CIDSE: International Catholic Organizations Call for Debt Cancellation and Financial Support to Poorest Countries

Sr. Jecinter Antoinette Okoth, FSSA

An alliance of Catholic development agencies working for global justice under the umbrella International Cooperation for Development and Solidarity (CIDSE) has called for debt cancellation and financial support to poorest countries following Covid-19 pandemic that has hit hard the world’s economy.

In a statement published by CIDSE whose Secretariat is based in Brussels and works in nearly 120 countries worldwide, the leadership has noted that the quickest way to support livelihoods is to cancel debts.

“The immediate priority for all countries is to save lives and support livelihoods, and debt cancellation is the quickest way to finance this,” the statement dated Tuesday, February 23, reads in part and adds, “In the long-term, permanent debt restructuring and new financing is needed to rebuild societies and economies that put the needs of the poorest and most vulnerable people first.”

“We need to act in global solidarity as one human family, moving from a myopic focus of what is politically, financially and technically feasible, to concentrate on what is necessary to save lives and protect our planet for current and future generations,” the statement reads.

According to CIDSE, the statement has been released ahead of the G20 Finance Ministers and Central bank governors meeting slated for Friday 26, so that they may “respond to the urgency of the current crisis with global cooperation, solidarity and leadership that is needed.

The G20 meeting aims to discuss the need to “foster a rapid and transformative recovery from the Covid-19 crisis and bring the global economy back to the path of growth.”

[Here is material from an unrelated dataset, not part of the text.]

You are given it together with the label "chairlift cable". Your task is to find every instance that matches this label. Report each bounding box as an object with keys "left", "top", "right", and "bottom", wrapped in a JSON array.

G20 is the international forum that brings together governments of 20 world’s major economies who’s “members account for more than 80% of world GDP (Gross Domestic Product), 75% of global trade and 60% of the population of the planet.”

The CIDSE officials want the G20 Finance Ministers and Central bank governors “to support a new and significant issuance of $3 trillion Special Drawing Rights (SDRs) by the International Monetary Fund (IMF) that will enable all countries to respond to the current Covid crisis and support a just, sustainable recovery.”

They also asks for extension of the “Debt moratorium through the DSSI (Debt Service Suspension Initiative) for longer (at least 4 years) and to more countries, including those climate vulnerable countries who were already struggling to respond to added pressures of climate change.”

In their statement the CIDSE leadership has requested G20 Finance Ministers and Central bank governors “to ensure that private creditors who are currently continuing to take debt payments from countries who are struggling to respond to the needs of their citizens, are compelled to participate in all debt restructuring and debt relief.”

Additionally, they want the forthcoming meeting “to support a permanent debt workout mechanism to deliver timely, comprehensive, and fair debt restructuring to all countries with a high and unsustainable debt burden, without conditionality.”

CIDSE recalls Pope Francis message on the same when he said, “It cannot be expected that the debts which have been contracted should be paid at the price of unbearable sacrifices. In such cases it is necessary to find as in fact is partly happening ways to lighten, defer or even cancel the debt, compatible with the fundamental right of peoples to subsistence and progress.”

“Today, the words of the Holy Father are as relevant as they were then,” CIDSE statement reads and concludes, “COVID-19 has stretched healthcare systems in many poor countries beyond breaking point, left millions of people without jobs and livelihoods, and decimated economies. It has exacerbated existing inequalities whereby more powerful countries can use their position and power to secure access to vaccines and support their own economic recovery. It has compounded the challenges for many countries that were struggling with the impacts of climate change.”